0,22

617 86 12
                                    

Gadis itu tampak pasrah tangannya di tarik cukup kuat oleh sang kakak. Meninggalkan kediaman keluar Kim itu ketika dirinya hendak menghampiri salah satu saudaranya.

"Kau lupa dengan kejadian tadi malam?" Joohyun membuka suara setelah mobil mereka keluar dari jalan yang menuju mansion megah itu.

"Aku ... hanya ingin memastikan keadaannya." Seulgi berujar pelan, seraya menunduk.

Ketika melewati tangga, Seulgi tanpa sengaja melihat Yerim yang sedang sibuk membenarkan tali sepatu di tengah anak tangga. Tubuhnya reflek bergerak hendak menghampiri sang adik sebelum sebuah tangan menariknya.

Joohyun menghela nafas, pandangan kembali ke arah kaca pintu di sisinya. Dia sudah mengetahui jika Yeri sampai terluka karena ulah Seulgi. Tadi malam, jika tidak melihat sebuah perban yang membalut salah satu kaki adik bungsunya itu mungkin sampai saat ini dia tidak tahu.

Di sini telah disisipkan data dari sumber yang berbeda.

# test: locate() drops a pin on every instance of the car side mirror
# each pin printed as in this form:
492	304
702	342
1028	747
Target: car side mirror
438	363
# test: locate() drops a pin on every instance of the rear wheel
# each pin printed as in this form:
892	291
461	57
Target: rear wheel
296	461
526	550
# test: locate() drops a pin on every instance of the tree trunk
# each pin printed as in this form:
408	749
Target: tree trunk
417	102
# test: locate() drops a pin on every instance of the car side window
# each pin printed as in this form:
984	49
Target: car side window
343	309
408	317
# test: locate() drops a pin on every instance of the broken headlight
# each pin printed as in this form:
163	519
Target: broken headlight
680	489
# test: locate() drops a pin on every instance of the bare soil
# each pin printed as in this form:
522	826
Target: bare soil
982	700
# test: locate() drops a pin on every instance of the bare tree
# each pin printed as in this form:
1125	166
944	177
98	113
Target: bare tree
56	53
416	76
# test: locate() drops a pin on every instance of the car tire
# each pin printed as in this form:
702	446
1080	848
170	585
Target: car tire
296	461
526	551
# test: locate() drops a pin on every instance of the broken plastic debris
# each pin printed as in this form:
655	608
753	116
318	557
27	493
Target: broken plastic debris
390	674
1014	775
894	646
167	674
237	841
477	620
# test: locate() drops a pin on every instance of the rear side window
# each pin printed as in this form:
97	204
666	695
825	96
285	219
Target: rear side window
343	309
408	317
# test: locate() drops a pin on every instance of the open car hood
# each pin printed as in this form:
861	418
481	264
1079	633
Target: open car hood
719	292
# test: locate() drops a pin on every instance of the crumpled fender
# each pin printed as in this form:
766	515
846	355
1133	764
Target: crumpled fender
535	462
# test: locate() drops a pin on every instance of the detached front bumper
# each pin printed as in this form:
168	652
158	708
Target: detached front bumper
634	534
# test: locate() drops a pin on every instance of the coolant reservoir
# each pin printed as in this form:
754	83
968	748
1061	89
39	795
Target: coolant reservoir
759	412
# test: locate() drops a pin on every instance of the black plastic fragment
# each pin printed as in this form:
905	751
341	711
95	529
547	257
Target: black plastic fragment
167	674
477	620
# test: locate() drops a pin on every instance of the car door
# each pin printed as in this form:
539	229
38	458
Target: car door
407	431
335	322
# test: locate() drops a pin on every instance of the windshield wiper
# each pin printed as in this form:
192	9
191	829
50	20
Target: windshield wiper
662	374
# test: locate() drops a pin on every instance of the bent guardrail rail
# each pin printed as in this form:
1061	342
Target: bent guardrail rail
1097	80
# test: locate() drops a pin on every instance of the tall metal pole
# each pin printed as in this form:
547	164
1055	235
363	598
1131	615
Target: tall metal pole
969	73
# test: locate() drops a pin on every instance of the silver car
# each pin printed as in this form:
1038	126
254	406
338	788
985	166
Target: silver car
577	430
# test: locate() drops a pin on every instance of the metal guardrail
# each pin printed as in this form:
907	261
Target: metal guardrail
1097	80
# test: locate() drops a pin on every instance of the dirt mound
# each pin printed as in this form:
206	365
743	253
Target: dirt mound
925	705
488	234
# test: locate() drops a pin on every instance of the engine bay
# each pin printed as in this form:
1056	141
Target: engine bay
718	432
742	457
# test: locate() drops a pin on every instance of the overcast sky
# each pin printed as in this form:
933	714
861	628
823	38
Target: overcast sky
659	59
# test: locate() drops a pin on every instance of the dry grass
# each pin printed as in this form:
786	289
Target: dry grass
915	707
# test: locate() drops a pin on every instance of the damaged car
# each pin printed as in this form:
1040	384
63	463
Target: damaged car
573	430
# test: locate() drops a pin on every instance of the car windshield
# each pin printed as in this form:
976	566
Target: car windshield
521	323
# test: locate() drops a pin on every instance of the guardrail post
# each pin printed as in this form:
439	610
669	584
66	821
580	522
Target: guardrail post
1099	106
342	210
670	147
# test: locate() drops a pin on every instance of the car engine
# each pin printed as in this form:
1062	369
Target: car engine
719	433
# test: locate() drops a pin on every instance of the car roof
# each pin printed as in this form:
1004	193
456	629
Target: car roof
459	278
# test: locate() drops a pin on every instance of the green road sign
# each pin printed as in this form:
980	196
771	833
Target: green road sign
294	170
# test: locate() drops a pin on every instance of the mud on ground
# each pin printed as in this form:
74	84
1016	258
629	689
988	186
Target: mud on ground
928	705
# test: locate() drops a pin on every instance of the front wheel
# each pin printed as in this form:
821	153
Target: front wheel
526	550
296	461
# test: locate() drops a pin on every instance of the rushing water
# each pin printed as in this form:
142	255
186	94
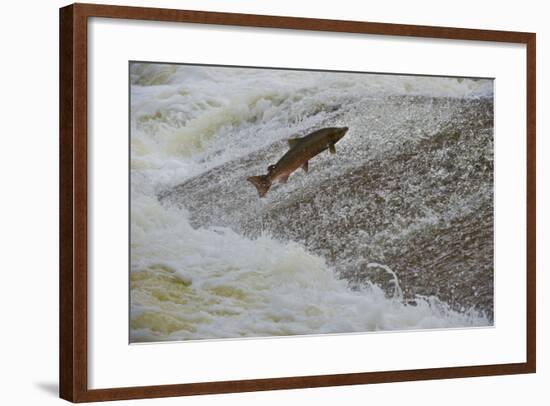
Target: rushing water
393	232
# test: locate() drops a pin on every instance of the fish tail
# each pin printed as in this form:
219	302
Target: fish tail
262	183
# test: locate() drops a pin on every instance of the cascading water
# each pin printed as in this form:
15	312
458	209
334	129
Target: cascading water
393	232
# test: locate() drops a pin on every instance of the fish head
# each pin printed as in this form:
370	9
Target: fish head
339	133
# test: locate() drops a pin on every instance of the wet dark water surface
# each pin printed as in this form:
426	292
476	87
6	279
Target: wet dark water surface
410	188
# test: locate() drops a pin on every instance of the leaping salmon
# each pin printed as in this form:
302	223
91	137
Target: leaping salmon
300	152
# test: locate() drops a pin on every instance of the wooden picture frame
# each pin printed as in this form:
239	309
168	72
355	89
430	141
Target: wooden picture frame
73	207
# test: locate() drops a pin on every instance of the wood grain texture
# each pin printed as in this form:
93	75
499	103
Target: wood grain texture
73	201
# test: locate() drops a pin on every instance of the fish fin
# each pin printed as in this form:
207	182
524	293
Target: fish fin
292	142
262	183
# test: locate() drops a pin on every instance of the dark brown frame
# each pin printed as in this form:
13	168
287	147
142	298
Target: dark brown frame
73	333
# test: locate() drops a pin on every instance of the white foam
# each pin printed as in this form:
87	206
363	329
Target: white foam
192	283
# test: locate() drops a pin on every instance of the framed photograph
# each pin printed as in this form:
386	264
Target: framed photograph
255	202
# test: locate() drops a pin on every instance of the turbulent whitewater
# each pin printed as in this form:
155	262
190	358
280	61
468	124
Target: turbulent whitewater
393	232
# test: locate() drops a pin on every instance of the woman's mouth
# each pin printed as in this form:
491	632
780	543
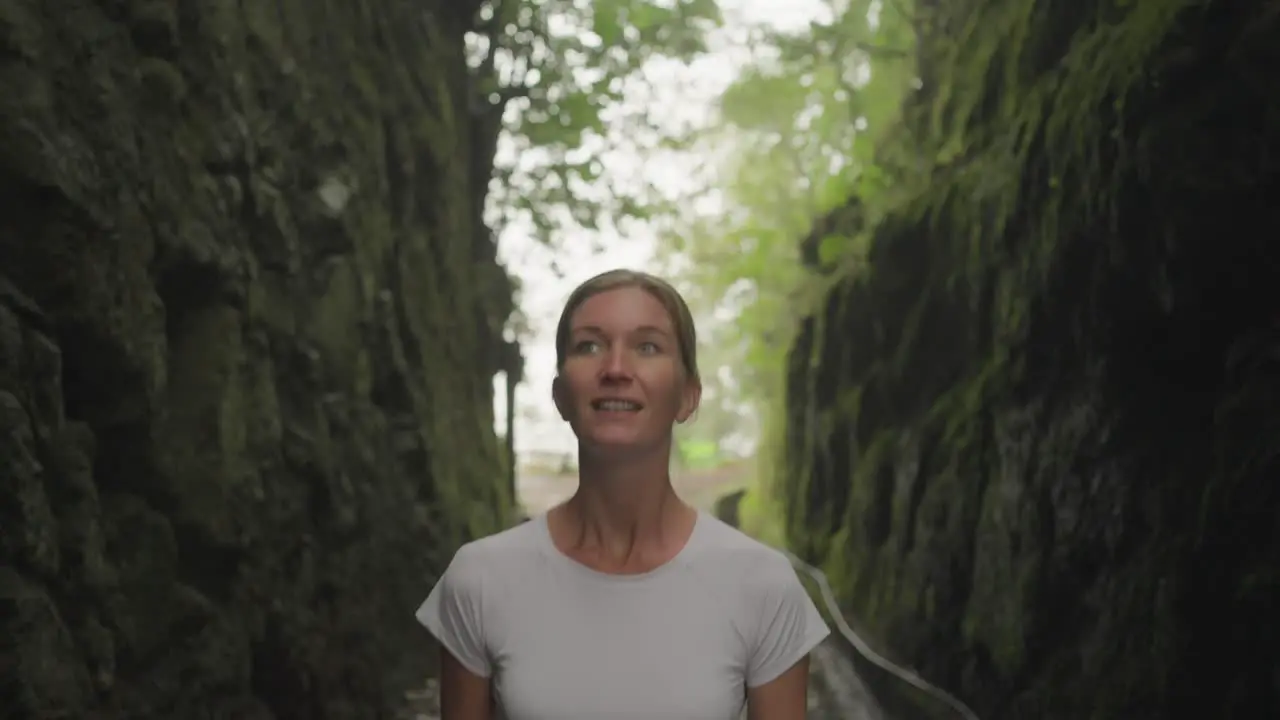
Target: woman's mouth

Dengan amarah yang menguasai, hampir saja Joohyun hendak melayangkan tamparan yang sama jika Sooyoung tidak menahannya sambil menangis. Alhasil, dia dan Sooyoung memilih untuk menemani Yeri.

"Sebaiknya kau menjaga jarak pada Yeri."

Seketika kepala Seulgi mendongak menatap sang kakak tidak percaya. "Y-ya, apa maksud mu?"

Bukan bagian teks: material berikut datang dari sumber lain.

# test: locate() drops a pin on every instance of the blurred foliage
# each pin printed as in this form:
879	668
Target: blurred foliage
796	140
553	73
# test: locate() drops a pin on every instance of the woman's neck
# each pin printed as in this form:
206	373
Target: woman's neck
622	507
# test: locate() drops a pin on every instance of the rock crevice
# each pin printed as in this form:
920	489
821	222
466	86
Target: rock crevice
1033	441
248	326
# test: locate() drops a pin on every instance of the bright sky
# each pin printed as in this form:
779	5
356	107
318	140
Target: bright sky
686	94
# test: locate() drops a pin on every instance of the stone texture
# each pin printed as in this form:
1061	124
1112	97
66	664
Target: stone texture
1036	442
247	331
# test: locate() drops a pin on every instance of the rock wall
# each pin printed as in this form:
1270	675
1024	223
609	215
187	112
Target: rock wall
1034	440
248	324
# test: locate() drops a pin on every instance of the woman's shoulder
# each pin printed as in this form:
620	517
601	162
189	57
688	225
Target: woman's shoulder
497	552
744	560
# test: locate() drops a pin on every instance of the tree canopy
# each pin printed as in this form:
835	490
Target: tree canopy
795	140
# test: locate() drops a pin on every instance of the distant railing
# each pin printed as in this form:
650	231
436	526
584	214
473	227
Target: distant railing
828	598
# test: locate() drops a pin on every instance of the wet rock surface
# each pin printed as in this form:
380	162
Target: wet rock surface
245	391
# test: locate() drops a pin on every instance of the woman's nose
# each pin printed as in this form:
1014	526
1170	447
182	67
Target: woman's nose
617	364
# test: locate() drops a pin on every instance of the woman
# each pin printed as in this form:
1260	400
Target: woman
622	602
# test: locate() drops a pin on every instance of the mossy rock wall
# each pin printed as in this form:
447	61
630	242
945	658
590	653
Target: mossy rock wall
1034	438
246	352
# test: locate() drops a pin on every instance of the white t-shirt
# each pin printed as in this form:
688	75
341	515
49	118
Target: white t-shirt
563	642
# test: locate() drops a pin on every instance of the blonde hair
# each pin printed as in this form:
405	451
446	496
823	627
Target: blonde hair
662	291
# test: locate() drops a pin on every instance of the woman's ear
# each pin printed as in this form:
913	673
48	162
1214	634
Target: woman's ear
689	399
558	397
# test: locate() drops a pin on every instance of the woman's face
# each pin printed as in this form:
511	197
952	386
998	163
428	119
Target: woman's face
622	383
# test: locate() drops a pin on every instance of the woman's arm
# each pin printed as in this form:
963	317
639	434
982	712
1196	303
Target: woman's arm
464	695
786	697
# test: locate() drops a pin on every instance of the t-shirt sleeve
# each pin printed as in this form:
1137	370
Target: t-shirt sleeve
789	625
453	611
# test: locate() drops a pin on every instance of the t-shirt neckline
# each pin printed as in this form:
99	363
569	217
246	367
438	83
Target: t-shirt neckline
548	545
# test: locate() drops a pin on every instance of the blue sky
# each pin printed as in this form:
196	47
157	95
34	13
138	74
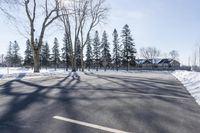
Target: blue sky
165	24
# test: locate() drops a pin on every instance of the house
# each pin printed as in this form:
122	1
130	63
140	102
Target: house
157	63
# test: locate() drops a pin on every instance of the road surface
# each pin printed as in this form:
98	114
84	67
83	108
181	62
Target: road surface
138	102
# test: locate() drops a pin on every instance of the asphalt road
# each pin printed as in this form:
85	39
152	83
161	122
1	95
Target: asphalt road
142	102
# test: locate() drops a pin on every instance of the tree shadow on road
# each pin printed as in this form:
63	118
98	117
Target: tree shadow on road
111	101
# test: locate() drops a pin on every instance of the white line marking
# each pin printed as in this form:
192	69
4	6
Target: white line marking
89	125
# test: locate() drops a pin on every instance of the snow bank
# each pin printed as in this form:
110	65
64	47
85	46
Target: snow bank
19	73
191	80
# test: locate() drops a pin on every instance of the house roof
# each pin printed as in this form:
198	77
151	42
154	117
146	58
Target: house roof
155	61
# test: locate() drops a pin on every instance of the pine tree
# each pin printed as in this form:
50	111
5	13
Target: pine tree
28	60
116	50
66	52
89	54
128	46
45	55
105	52
78	54
9	56
56	53
16	56
96	50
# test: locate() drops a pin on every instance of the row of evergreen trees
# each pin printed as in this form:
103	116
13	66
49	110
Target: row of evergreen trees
98	53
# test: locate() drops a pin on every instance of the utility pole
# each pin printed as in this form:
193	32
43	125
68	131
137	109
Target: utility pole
189	61
2	59
199	56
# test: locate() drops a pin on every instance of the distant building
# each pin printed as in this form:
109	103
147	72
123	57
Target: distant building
158	63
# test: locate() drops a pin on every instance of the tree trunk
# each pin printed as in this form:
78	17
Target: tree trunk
82	62
36	59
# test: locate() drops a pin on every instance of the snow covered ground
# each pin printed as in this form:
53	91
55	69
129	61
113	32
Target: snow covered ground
191	80
19	73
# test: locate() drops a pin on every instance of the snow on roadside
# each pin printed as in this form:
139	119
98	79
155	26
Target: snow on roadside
191	80
19	73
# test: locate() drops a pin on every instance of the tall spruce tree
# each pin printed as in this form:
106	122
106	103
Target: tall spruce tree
56	54
45	55
78	54
66	52
28	59
105	51
89	54
116	50
128	46
96	50
16	57
9	55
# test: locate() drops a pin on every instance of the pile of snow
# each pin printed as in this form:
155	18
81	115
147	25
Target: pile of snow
19	73
191	80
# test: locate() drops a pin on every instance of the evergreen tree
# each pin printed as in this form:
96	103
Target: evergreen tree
9	56
28	60
45	55
116	50
89	54
105	52
56	53
78	54
96	50
66	51
128	46
16	56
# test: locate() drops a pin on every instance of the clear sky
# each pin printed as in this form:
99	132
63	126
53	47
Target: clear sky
165	24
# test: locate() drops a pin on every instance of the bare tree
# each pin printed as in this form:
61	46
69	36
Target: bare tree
51	13
174	54
149	52
5	5
83	16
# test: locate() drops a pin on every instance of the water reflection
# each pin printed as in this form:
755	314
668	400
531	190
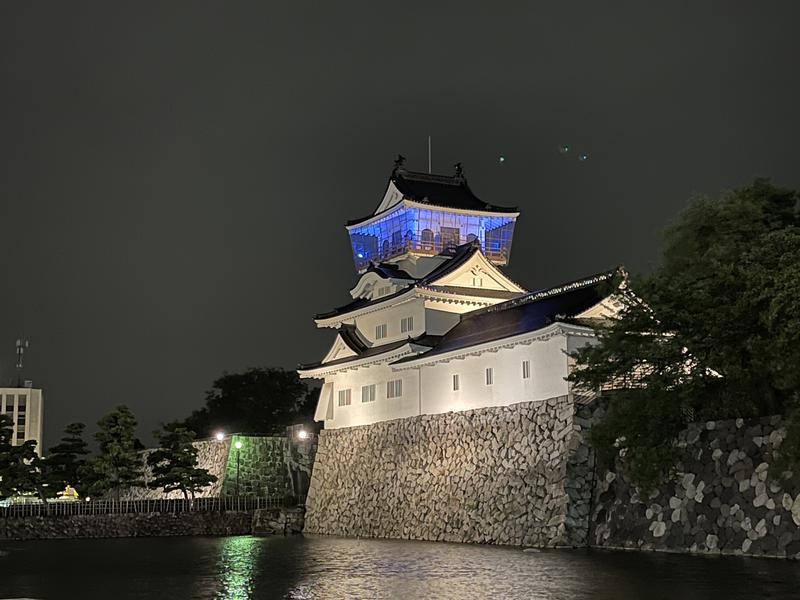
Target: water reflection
326	568
239	561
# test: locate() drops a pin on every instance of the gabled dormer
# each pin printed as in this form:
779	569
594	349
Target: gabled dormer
427	215
380	280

Mata Joohyun tampak terpejam. "Berikan dia waktu untuk berdamai dengan rasa sedihnya. Jangan kau paksa untuk memaafkan di saat hatinya masih terluka."

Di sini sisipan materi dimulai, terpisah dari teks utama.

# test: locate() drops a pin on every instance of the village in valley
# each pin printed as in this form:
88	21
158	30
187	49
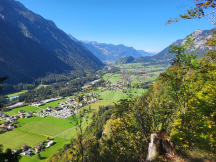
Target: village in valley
62	113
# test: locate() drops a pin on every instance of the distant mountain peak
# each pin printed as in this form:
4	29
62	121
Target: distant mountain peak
32	46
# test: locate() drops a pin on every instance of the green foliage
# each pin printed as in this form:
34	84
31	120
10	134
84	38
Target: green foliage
198	9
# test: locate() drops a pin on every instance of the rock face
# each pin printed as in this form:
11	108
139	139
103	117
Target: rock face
160	144
31	46
111	52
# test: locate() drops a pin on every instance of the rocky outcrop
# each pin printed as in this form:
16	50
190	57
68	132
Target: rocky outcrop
160	144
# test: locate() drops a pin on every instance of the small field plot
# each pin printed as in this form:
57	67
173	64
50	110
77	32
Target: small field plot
16	138
106	76
17	93
152	78
113	95
60	142
72	133
24	108
48	126
137	92
97	92
115	78
52	104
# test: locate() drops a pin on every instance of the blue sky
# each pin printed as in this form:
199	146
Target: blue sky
135	23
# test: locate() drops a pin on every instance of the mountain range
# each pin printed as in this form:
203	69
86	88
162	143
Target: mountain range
165	56
111	52
31	46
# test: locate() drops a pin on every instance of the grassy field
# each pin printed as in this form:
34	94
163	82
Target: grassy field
2	121
24	108
97	92
152	78
53	104
41	86
106	76
115	78
113	95
137	92
17	93
94	107
34	130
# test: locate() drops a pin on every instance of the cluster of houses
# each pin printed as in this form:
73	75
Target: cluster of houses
9	120
8	124
56	112
119	85
92	97
45	101
25	115
27	150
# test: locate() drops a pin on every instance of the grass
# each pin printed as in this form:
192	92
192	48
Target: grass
115	78
16	138
137	92
94	107
17	93
52	104
152	78
97	92
113	95
38	87
106	76
24	108
60	142
34	130
2	121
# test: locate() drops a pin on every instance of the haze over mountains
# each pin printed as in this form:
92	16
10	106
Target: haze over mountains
165	56
111	52
31	46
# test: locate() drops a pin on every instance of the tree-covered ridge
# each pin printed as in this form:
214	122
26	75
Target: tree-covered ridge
32	47
182	101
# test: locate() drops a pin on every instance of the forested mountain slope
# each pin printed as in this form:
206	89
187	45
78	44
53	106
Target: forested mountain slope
31	46
111	52
182	102
165	56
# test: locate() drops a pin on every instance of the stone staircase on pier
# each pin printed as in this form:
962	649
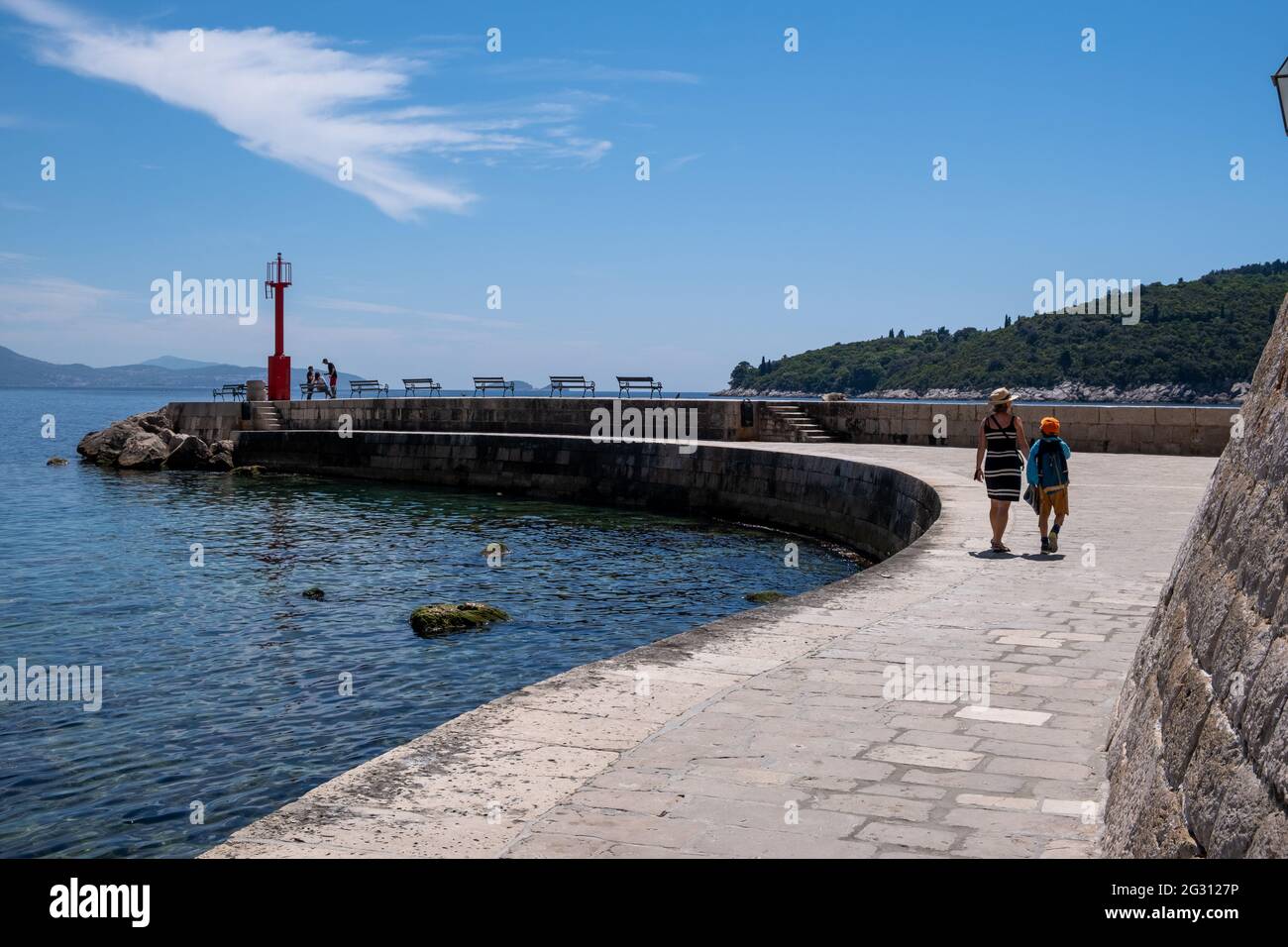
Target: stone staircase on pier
266	416
789	423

Seulgi tertegun, tangannya mengepal mendengar kalimat sang kakak yang begitu menohok. "Arrayo, Unnie. Tidak peduli dia akan memaafkan ku atau tidak, yang terpenting bagi ku, adalah kenyamanannya."

Setelah itu hanya ada keheningan. Joohyun sibuk dengan Ipad yang berada di tangannya. Sedangkan Seulgi bersandar dengan mata sayu yang menatap kosong ke luar sana.

Beberapa belas menit berlalu, alis Seulgi tampak bertaut ketika sadar mobil mereka berada di sebuah hotel yang cukup mewah. Kepala itu menoleh ke arah sang kakak yang fokus menatap datar ke arah depan sampai mobil itu memasuki wilayah basement.

"Unnie, apa yang--"

"Kajja."
Setelah menyela dengan suara dingin, gadis berpakaian formal itu keluar begitu saja dari mobil yang sudah berhenti di depan pintu masuk, di susul oleh Seulgi yang hanya bisa menurut sekaligus kebingungan.

Mereka berjalan beriringan, Joohyun dengan wajah datar, sedangkan Seulgi wajah yang lesu. Terlihat sekali gadis itu sedang memikul beban yang berat.

Tepat ketika menginjakkan kaki di lobby hotel, Seulgi di buat terkejut ketika orang-orang berjas hitam tiba-tiba saja berada di sekeliling mereka. Mata monolid itu melirik ke arah Joohyun yang tampak biasa saja.

Seulgi menghela nafas dengan sesak, mulai paham apa yang akan di hadapinya. Melihat Joohyun yang berbicara singkat dengan salah satu di antara lelaki berjas hitam itu, dan juga seseorang yang dia tebak sebagai kepala manajer di sini yang seakan-akan melaporkan sesuatu, semakin membuat dirinya yakin jika tempat ini sudah di bawah kendali sang kakak sulung.

Setelah sampai di lantai tujuan, rombongan orang itu berjalan menelusuri lorong yang terdapat banyak pintu itu. Joohyun yang berada di tengah-tengah menyuruh lewat gerakan mata yang langsung di tangkap oleh seseorang petugas sebagai engineering.

Mereka sengaja berhenti pada dua pintu sebelum pintu kamar yang di tuju. Setelah siap pada posisi masing-masing, seorang engineering itu berjalan ke arah satu pintu, mengetuknya beberapa kali dan berbicara dengan orang yang ada di dalam sana.